2. Shoes.  You'll want at least one pair of good tennis shoes.  The shoes here aren't as good of quality as shoes from the US, and if you wear much larger than a 9.5, you probably won't find anything in your size even if you shop in the men's section.  Most of the time you'll wear sandals; make sure it's a comfortable pair, preferably one that straps to your feet.
3. A Heavy Jacket (and a light one).  Depending on how high into the Highlands you're going, you'll probably want a heavy jacket, something waterproofish with a warm lining to it.
4. Ziplock baggies. They'll come in useful and they aren't readily available here.  Just trust me on this one.
5. Tupperware. These will help to keep bugs out of your food.  (Doesn't have to be name brand stuff, but I figure you know what I mean this way.)
6. A Dual-SIM phone. There are three phone companies in Guatemala.  They vary from low-service/low-cost to wide-service/high-cost.  A Dual-SIM phone will help you get the best of two services.  (If you get a Triple-SIM phone, you'll never have to make decisions ever again, but it would be overkill.)

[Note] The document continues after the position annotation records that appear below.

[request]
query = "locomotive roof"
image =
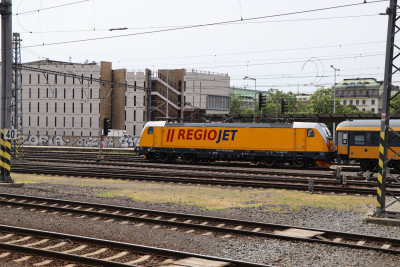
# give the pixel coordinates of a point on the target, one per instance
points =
(247, 125)
(366, 123)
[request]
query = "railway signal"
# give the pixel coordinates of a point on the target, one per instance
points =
(106, 126)
(284, 106)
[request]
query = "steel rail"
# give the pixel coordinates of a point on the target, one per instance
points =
(265, 230)
(107, 243)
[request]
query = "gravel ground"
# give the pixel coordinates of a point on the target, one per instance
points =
(274, 252)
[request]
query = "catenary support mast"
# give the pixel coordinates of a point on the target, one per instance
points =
(6, 87)
(387, 153)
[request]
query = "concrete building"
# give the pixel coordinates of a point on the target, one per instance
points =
(67, 99)
(364, 93)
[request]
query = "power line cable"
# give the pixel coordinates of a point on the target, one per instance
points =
(208, 24)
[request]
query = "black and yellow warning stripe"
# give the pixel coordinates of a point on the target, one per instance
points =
(5, 149)
(381, 187)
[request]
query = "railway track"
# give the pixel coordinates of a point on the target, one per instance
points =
(193, 177)
(202, 225)
(30, 247)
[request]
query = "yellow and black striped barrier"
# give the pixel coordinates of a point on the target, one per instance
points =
(5, 149)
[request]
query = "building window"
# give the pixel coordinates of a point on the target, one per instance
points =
(217, 102)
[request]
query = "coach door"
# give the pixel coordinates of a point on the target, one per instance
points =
(342, 146)
(300, 140)
(157, 136)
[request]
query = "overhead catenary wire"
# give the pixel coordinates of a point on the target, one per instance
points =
(206, 24)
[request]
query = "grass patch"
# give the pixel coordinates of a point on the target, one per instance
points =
(204, 197)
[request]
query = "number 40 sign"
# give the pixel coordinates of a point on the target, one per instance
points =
(10, 134)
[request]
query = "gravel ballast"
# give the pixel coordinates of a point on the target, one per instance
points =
(266, 251)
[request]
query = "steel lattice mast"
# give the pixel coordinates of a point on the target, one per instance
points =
(16, 101)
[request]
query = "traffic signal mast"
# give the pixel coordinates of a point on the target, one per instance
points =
(106, 126)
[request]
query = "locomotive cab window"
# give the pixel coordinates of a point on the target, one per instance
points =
(359, 139)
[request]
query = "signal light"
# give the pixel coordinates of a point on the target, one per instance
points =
(106, 126)
(262, 101)
(284, 106)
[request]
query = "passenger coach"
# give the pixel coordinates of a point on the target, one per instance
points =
(298, 143)
(359, 140)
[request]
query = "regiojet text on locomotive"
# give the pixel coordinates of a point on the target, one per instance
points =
(201, 134)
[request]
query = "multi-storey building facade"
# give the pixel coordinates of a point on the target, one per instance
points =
(68, 105)
(365, 94)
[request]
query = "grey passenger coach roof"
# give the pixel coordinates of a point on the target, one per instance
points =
(232, 125)
(367, 123)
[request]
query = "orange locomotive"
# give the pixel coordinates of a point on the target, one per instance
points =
(298, 143)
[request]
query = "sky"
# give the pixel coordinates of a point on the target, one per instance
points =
(287, 45)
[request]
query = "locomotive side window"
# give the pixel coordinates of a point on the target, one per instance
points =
(359, 139)
(344, 138)
(375, 138)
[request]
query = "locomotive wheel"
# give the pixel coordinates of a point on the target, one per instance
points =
(163, 157)
(299, 163)
(269, 162)
(188, 158)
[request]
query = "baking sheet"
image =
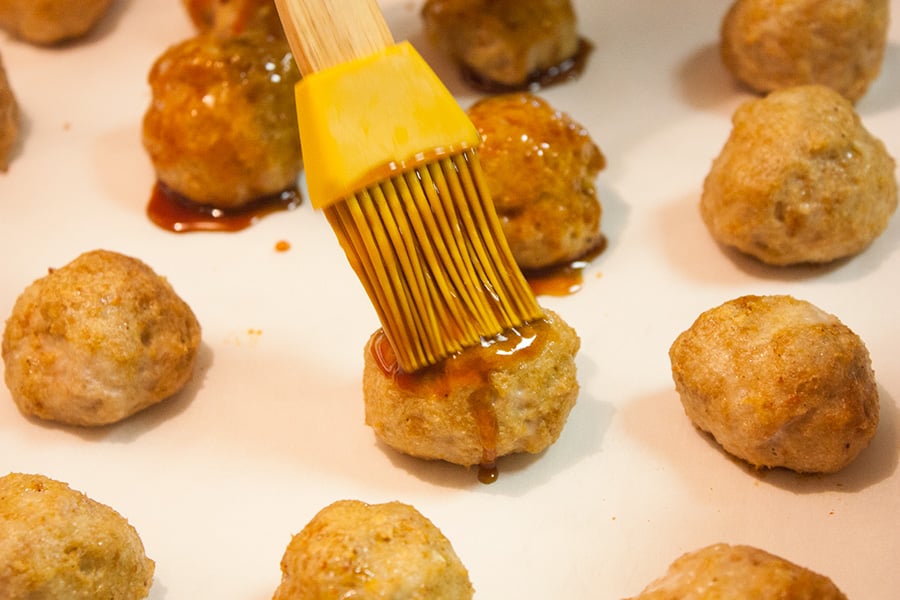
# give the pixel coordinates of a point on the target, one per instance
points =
(270, 430)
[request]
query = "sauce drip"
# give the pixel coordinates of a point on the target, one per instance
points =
(569, 69)
(564, 279)
(173, 212)
(470, 369)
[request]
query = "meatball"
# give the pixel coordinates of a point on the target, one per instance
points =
(773, 44)
(778, 383)
(540, 167)
(799, 180)
(55, 542)
(505, 44)
(727, 572)
(233, 17)
(352, 549)
(511, 395)
(221, 128)
(48, 22)
(98, 340)
(9, 120)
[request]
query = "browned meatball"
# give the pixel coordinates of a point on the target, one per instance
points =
(9, 120)
(97, 340)
(51, 21)
(773, 44)
(234, 17)
(56, 542)
(221, 128)
(351, 549)
(512, 395)
(540, 167)
(799, 180)
(724, 572)
(504, 43)
(778, 383)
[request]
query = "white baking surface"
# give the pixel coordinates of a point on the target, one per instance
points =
(271, 430)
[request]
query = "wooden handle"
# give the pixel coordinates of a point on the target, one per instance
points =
(325, 33)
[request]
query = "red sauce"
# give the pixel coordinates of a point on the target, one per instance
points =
(564, 279)
(570, 68)
(173, 212)
(470, 368)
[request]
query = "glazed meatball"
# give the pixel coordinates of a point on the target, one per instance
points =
(778, 383)
(221, 129)
(98, 340)
(540, 167)
(48, 22)
(512, 395)
(727, 572)
(505, 44)
(355, 550)
(9, 120)
(799, 180)
(773, 44)
(56, 542)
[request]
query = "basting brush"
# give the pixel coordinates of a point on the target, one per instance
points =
(390, 158)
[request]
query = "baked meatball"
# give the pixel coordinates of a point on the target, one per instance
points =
(724, 572)
(511, 395)
(56, 542)
(233, 17)
(778, 383)
(355, 550)
(48, 22)
(9, 120)
(799, 180)
(98, 340)
(221, 128)
(773, 44)
(540, 167)
(505, 44)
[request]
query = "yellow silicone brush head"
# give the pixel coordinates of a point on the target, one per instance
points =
(390, 159)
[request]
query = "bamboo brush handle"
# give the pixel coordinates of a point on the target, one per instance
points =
(326, 33)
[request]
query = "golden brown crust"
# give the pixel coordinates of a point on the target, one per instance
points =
(355, 550)
(56, 542)
(799, 180)
(48, 22)
(480, 402)
(97, 340)
(778, 383)
(503, 41)
(771, 44)
(9, 120)
(540, 166)
(724, 572)
(234, 17)
(221, 129)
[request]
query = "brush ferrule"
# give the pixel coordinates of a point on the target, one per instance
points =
(366, 120)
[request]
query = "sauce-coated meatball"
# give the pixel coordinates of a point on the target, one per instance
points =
(540, 167)
(221, 128)
(508, 396)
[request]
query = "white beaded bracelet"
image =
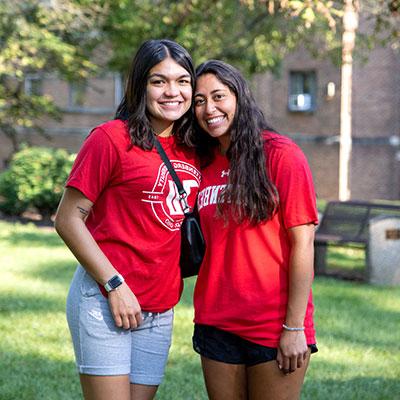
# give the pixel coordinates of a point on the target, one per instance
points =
(289, 328)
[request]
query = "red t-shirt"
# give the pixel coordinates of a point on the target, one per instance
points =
(136, 215)
(243, 282)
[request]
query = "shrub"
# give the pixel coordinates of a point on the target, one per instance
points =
(35, 178)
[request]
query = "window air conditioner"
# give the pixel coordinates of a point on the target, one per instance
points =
(300, 102)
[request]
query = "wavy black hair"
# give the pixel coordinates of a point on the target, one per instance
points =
(133, 105)
(252, 195)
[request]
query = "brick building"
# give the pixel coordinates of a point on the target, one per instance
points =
(304, 103)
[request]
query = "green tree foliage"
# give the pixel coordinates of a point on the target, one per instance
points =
(35, 178)
(254, 35)
(248, 34)
(41, 37)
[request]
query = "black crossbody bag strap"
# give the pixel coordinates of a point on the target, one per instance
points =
(182, 193)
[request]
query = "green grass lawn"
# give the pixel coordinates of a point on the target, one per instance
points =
(357, 325)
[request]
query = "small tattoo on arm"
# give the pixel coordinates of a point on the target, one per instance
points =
(83, 211)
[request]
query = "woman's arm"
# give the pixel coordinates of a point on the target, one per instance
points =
(293, 346)
(70, 225)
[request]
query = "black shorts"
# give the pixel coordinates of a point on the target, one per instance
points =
(219, 345)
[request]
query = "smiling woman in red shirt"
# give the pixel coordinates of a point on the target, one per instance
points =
(253, 305)
(120, 216)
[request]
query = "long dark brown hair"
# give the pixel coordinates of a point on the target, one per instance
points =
(252, 195)
(133, 105)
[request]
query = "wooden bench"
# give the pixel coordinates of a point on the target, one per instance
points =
(346, 224)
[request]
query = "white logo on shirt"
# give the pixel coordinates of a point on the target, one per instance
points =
(96, 314)
(225, 173)
(164, 197)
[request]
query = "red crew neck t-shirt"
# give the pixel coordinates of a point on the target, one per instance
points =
(136, 215)
(242, 287)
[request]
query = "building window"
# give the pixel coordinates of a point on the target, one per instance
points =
(118, 89)
(77, 94)
(302, 91)
(33, 85)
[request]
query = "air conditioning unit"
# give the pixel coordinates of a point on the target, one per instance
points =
(300, 102)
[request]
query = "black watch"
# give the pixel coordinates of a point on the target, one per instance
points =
(114, 282)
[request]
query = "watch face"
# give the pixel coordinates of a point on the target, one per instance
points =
(114, 282)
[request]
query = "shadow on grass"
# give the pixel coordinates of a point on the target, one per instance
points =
(11, 303)
(365, 388)
(33, 377)
(37, 238)
(346, 305)
(54, 271)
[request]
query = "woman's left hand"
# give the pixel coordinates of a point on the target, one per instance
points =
(292, 351)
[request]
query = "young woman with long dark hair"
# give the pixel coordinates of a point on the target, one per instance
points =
(253, 305)
(120, 216)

7. Laptop (and relevant electronics). Electronics tend to be better quality in the US and are about the same price.
8. Power Strip. Many places will only have 1 outlet per room.  There will be times that you need more.
9.  Extension Cord. Sometimes that one outlet won't be where you need it to be.
10.  Pressure Cooker. Not easy to find and important for high-altitude cooking.
11.  Three-hole Punch.  They sell 3-ring binders here, but I haven't found any 3-hole punches.  Useful for organizing.

Obviously this list will vary depending on the needs of the missionary.  There are other things that a person may not be able to get here, but it depends on the individual.  If you are planning a long-term commitment to Guatemala, feel free to ask about any specific items you may feel necessary for your personal life or your mission work.